Streamlining SIMD ISA Extensions with Takum Arithmetic: A Case Study on Intel AVX10.2
Laslo Hunhold
TL;DR
The paper investigates using takum arithmetic with tapered precision as a unified numeric core for AVX10.2, aiming to replace the diverse low-precision formats currently supported. Through a large-scale benchmark and methodological reformulations, it demonstrates that takum can provide higher consistency, readability, and extendability, achieving strong empirical viability across 8-, 16-, and 32-bit precisions. It proposes a systematic instruction-grouping and naming scheme to streamline the ISA and shows substantial simplification across bitwise, mask, integer, floating-point, and cryptographic instructions. The work suggests a potential paradigm shift toward a single, efficient number format for both low- and high-precision SIMD computation, with implications for hardware design and cross-architecture vector extensions.
Abstract
Modern microprocessors extend their instruction set architecture (ISA) with Single Instruction, Multiple Data (SIMD) operations to improve performance. The Intel Advanced Vector Extensions (AVX) enhance the x86 ISA and are widely supported in Intel and AMD processors. The latest version, AVX10.2, places a strong emphasis on low-precision, non-standard floating-point formats, including bfloat16 and E4M3/E5M2 float8 (OCP 8-bit Floating Point, OFP8), primarily catering to deep learning applications rather than general-purpose arithmetic.
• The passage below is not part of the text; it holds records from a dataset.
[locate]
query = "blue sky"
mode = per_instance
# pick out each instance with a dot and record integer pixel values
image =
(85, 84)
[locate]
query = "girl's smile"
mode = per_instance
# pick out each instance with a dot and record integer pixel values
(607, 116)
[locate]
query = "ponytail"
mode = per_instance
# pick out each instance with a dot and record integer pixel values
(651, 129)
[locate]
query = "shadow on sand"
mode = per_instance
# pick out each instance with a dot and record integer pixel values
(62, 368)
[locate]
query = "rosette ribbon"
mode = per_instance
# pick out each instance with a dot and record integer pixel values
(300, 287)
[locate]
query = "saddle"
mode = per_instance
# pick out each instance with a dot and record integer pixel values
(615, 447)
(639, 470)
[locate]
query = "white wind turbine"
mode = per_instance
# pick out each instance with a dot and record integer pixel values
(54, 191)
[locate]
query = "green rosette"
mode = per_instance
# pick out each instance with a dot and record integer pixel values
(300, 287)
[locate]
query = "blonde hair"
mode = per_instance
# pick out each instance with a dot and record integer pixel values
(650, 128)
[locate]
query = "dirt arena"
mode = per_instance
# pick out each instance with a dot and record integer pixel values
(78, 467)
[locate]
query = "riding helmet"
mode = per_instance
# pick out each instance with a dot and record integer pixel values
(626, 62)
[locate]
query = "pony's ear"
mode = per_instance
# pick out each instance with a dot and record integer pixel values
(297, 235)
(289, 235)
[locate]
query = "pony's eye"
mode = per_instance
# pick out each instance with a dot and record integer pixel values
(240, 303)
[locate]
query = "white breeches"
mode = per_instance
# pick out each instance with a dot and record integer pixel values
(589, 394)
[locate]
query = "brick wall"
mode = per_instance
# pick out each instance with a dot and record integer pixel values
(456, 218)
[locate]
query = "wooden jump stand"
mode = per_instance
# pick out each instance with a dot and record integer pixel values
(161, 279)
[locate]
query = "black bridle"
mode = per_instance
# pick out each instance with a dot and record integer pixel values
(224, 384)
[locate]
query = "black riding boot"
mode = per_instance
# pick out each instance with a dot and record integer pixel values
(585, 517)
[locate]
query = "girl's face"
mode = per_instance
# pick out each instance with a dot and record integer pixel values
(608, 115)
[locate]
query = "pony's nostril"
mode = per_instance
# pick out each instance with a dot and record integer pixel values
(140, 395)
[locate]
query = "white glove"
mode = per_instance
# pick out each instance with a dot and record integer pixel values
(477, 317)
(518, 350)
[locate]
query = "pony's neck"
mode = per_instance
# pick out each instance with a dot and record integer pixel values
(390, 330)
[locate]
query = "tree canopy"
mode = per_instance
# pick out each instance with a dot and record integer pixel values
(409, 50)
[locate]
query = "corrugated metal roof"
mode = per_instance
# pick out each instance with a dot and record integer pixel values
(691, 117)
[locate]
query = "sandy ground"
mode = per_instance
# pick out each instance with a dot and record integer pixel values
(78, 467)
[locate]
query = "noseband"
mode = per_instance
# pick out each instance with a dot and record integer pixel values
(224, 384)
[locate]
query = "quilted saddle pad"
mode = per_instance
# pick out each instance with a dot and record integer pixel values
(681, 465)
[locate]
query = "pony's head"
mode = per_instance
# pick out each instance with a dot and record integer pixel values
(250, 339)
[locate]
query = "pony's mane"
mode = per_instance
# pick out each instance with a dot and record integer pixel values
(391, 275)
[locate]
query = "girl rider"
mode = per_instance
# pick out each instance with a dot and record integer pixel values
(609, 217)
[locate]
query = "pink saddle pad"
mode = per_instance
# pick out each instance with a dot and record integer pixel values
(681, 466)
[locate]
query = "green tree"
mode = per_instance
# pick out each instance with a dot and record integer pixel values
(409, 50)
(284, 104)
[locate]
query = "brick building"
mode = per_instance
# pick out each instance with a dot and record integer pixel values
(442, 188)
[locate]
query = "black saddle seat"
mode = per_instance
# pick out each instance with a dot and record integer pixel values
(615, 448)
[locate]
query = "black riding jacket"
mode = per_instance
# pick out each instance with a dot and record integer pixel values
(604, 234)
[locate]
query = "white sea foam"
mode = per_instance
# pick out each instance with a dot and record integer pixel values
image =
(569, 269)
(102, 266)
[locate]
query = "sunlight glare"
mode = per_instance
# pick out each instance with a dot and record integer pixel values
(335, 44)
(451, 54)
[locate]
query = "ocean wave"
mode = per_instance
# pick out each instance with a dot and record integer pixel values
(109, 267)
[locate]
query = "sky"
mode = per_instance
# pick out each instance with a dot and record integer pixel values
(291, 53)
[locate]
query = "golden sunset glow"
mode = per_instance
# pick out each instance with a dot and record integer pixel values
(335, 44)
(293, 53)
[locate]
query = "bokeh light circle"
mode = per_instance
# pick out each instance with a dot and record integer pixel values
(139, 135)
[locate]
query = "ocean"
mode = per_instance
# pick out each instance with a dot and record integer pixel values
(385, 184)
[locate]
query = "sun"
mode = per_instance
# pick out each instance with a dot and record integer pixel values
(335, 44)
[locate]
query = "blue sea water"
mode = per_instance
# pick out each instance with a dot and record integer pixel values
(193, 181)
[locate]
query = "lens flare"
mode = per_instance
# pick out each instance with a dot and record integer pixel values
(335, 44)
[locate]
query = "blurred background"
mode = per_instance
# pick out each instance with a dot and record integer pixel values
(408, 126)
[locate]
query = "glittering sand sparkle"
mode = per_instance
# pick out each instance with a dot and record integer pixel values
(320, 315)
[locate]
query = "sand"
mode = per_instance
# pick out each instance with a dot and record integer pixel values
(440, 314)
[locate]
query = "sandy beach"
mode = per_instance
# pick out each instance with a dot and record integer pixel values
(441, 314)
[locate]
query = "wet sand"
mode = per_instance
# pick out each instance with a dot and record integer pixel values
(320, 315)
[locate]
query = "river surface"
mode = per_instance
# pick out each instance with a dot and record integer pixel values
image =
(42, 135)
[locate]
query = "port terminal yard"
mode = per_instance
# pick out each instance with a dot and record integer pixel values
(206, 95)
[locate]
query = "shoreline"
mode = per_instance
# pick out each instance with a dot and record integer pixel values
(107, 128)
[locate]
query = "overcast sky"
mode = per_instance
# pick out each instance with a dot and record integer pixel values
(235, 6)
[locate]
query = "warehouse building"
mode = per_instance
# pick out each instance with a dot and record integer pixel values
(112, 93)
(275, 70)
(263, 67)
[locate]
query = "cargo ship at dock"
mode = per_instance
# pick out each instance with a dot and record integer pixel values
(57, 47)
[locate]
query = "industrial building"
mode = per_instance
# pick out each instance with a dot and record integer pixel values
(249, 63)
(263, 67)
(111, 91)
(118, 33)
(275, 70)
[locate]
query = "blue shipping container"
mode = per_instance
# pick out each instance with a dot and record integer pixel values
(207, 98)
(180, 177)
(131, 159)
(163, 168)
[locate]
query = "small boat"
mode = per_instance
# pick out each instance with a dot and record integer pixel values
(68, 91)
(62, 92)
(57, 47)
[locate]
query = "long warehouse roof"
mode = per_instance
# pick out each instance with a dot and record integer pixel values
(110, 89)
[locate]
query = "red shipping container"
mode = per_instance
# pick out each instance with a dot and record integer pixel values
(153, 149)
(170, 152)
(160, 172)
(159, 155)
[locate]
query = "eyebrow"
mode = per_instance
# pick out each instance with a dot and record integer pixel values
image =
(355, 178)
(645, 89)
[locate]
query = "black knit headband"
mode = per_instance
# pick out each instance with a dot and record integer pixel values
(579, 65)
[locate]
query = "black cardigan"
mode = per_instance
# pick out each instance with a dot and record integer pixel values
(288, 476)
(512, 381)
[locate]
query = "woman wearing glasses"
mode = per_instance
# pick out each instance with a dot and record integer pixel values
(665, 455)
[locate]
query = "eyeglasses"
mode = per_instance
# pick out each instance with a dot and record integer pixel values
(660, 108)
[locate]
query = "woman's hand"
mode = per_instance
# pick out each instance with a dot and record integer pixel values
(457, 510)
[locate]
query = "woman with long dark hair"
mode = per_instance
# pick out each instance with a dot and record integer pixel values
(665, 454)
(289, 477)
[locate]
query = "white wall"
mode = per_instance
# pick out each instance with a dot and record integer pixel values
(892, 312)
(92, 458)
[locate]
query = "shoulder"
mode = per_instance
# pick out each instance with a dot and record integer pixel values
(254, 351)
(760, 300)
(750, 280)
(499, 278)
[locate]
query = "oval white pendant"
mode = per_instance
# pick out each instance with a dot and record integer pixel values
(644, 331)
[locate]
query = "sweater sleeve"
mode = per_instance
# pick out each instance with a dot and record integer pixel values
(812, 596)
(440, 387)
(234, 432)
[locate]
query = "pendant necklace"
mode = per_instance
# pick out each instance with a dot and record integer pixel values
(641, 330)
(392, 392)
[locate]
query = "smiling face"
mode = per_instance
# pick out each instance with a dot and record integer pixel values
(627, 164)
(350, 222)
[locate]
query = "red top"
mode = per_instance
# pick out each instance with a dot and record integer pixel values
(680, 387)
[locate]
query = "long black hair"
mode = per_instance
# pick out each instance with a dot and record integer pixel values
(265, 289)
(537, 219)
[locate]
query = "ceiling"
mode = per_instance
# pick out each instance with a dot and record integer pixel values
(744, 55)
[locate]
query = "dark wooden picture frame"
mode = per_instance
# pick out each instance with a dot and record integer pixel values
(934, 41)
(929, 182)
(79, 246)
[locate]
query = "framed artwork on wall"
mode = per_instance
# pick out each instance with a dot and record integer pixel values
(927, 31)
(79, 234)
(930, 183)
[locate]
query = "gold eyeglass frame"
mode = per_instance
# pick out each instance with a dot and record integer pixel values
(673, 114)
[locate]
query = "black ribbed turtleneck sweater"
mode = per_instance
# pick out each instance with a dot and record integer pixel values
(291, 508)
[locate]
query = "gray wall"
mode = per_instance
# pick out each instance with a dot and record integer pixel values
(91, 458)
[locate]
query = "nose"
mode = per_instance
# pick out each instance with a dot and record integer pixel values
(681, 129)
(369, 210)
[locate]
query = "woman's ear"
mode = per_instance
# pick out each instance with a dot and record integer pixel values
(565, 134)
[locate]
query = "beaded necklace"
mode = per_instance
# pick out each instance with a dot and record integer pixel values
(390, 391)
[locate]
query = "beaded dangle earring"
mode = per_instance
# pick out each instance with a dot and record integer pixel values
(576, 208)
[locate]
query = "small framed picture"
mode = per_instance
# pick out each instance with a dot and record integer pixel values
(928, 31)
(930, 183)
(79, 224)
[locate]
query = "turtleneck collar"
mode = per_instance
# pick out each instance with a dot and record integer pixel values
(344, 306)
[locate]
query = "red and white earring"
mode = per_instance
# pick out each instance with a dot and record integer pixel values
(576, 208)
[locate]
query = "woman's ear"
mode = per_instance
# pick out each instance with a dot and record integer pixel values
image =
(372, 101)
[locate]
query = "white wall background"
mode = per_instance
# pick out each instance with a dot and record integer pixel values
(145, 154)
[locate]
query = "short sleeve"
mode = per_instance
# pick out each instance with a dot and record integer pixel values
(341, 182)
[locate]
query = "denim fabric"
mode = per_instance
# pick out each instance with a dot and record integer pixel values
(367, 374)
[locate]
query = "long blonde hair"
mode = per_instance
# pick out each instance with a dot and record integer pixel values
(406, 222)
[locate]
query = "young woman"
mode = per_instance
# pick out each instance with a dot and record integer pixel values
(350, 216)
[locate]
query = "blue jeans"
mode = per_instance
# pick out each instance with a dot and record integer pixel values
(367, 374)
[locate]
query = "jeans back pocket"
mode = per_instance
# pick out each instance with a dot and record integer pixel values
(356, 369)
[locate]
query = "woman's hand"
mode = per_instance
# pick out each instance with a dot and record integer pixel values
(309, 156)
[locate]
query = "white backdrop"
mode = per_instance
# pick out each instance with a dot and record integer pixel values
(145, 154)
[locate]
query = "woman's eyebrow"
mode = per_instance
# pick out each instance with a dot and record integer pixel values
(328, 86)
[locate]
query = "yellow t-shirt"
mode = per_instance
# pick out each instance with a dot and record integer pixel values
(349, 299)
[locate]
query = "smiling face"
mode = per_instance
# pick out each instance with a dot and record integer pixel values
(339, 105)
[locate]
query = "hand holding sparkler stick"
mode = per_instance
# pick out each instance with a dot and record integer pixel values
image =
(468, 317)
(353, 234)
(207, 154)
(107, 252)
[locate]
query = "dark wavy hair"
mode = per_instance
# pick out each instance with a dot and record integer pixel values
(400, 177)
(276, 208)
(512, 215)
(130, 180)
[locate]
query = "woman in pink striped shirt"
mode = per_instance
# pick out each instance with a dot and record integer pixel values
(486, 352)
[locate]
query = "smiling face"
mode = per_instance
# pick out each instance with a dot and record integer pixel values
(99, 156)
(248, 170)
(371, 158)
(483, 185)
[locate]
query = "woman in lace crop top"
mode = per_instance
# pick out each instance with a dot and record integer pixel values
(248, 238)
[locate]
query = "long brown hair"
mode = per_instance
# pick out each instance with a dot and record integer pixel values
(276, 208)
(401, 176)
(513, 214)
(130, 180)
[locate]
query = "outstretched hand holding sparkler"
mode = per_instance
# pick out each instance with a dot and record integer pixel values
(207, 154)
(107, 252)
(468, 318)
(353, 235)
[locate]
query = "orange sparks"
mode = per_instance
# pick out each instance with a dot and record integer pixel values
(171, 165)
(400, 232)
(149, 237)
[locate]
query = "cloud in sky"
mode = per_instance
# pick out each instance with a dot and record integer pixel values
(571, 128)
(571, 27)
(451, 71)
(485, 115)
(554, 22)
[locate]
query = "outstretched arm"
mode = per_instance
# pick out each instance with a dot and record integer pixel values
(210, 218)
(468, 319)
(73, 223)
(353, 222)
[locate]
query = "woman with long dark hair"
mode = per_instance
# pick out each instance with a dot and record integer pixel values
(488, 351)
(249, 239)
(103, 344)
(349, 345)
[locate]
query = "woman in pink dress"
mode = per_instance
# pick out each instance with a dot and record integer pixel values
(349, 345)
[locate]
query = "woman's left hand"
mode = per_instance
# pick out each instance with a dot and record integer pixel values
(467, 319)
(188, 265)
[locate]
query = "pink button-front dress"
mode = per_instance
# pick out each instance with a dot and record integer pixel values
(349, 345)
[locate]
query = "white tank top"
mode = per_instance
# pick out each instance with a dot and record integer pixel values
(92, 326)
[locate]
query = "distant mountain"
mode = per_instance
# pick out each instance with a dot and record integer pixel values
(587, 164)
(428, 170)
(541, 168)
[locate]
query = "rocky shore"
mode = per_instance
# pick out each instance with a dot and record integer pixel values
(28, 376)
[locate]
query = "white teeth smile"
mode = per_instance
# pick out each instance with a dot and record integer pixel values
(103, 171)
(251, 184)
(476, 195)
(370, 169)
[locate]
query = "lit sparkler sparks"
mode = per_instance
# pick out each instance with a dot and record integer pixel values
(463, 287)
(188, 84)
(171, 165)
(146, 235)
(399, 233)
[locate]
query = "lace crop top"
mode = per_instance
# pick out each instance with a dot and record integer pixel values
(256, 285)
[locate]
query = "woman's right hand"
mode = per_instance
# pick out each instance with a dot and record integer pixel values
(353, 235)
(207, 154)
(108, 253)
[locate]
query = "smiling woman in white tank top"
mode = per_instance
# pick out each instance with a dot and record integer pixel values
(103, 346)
However, as these formats remain within the IEEE 754 framework, they inherit its limitations, introducing inconsistencies and added complexity into the ISA. This paper examines the recently proposed tapered-precision takum floating-point format, which has been shown to offer significant advantages over IEEE 754 and its derivatives as a general-purpose number format. Using AVX10.2 as a case study, the paper explores the potential benefits of replacing the multitude of floating-point formats with takum as a uniform basis. The results indicate a more consistent instruction set, improving readability and flexibility while offering potential for 8- and 16-bit general-purpose SIMD arithmetic.